The Battle of Wake Island had significant implications for both the United States and Japan. For the Americans, it became a symbol of courage and determination in the face of overwhelming odds. The heroic defense of Wake Island boosted morale on the home front and demonstrated the resilience of American forces in the Pacific theater. The battle also served as a rallying cry, inspiring further efforts to counter Japanese aggression in the region.

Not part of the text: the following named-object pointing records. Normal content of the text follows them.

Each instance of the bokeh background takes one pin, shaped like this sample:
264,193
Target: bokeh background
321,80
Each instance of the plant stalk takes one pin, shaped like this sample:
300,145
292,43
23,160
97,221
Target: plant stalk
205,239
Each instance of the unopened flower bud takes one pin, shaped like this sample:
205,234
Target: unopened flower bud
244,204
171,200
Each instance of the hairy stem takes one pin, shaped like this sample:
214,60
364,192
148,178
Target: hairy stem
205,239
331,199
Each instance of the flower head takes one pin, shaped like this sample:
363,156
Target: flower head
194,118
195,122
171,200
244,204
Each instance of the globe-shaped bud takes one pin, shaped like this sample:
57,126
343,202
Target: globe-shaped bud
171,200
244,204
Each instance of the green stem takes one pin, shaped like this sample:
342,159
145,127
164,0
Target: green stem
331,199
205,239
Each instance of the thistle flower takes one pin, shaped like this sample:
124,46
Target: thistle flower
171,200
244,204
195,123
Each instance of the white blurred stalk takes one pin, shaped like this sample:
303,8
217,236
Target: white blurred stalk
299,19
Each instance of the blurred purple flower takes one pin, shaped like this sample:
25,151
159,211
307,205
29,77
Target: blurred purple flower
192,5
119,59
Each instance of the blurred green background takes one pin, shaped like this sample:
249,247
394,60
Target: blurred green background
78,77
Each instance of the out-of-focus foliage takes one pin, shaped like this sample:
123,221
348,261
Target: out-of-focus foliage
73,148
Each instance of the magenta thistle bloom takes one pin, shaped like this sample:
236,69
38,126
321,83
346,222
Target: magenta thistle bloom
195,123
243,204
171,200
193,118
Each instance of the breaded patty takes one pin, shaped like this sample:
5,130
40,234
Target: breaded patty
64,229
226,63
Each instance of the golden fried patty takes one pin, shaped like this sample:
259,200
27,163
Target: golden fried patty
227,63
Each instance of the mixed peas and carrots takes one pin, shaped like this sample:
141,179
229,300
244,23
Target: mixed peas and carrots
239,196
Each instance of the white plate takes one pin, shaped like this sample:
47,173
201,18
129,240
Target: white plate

On the Japanese side, the victory at Wake Island provided a strategic advantage, allowing them to consolidate their control over the Pacific territories. However, the battle also highlighted the tenacity of American forces and foreshadowed the challenges that Japan would face in its quest for territorial expansion. The Battle of Wake Island served as a precursor to future conflicts in the Pacific, setting the stage for a prolonged and grueling war in the region.

.END OF BRIEFING.


ASL Map Spotlights are meant to be quick history lessons on available historical Advanced Squad Leader actions. These short articles are meant to highlight both a short history of the battle portrayed for players unfamiliar with the setting, as well as show the ASL map on which it plays out.